As the EC’s press release states, Article 4 of EC 883/2004 requires that, “Unless otherwise provided for by this Regulation, persons to whom this Regulation applies shall enjoy the same benefits and be subject to the same obligations under the legislation of any Member State as the nationals thereof.” That means non-UK nationals and returning UK nationals should be subject to the same obligations…
It’s quite clear that because the ‘right to reside’ part of the test is automatically satisfied by returning UK nationals (even if the second part, the ‘habitual residence’, test isn’t) the test as a whole is indirectly discriminatory; UK nationals have less obligation to fulfill than non-UK nationals (e.g. a Polish national who lives in the UK but is left by her partner and has to look after a 2 year old child would not have a right reside as she is not a qualified person and no longer a family member of qualified person.
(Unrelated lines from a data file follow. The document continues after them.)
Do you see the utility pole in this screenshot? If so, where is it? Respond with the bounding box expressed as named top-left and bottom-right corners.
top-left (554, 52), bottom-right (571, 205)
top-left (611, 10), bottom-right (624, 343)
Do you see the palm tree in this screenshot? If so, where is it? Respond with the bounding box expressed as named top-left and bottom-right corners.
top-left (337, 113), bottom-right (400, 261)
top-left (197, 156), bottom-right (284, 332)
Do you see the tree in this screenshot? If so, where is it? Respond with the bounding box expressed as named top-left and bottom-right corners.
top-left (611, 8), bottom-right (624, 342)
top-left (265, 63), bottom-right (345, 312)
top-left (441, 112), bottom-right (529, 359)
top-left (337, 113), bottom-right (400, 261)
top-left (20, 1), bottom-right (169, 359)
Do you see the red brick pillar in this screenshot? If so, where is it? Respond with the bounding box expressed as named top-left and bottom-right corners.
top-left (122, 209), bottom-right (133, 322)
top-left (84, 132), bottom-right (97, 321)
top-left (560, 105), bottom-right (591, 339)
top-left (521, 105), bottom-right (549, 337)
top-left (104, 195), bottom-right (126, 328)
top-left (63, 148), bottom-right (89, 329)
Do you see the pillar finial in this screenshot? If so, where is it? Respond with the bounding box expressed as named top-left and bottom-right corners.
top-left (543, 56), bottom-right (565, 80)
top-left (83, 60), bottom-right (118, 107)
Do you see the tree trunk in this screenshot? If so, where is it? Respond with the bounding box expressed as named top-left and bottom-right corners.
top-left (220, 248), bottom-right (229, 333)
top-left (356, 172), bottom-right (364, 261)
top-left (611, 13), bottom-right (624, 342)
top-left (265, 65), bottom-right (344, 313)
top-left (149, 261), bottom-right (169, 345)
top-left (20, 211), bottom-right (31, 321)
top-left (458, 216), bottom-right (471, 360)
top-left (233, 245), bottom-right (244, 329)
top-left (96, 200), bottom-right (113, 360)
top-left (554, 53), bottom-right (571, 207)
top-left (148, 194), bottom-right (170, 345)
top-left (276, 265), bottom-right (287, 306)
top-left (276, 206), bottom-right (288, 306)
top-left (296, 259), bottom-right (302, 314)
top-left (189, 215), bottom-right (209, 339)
She would not be able to claim Child Benefit, Income support etc. but a returning UK national who is in the same position would have a right to these benefits as they automatically have a right to reside).
Is this indirect discrimination justified? Well, Patmalneice vs SSWP [2011](http://ukscblog.com/new-judgment-patmalniece-v-secretary-of-state-for-work-and-pensions-2011-uksc-11) The Supreme Court said “yes”; the test was justified in order to stop benefit tourism and protect the UK’s purse. But in that judgement, Lord Walker dissented and said the more probable reason the test was imposed was to discriminate against economically inactive non-UK nationals.
If Lord Walker was right, seems to me that the only way to bring the test in line with Article 4 would be to remove the right to reside part of the test (at an estimated cost of £2 bill, as Mr Duncan Smith warns) or, make it so that returning UK nationals must satisfy the right to reside test too. This way the test applies equally to both groups (this option might result in us saving some money)!
P.S. The example given in the EC press release of the Czech national who lived in Italy for 8 years then moved to the UK and worked for 2 years and tried to claim Jobseeker’s Allowance is a complete red herring. If she made a claim today, she would satisfy the right to reside test because she is here as a ‘jobseeker’. It’s that simple. There must have been far more at hand in this particular case than simply whether she had a right to reside and the press-release must have over-simplified the issue for ease of reading at severe detriment to the release’s accuracy. I have emailed them about this.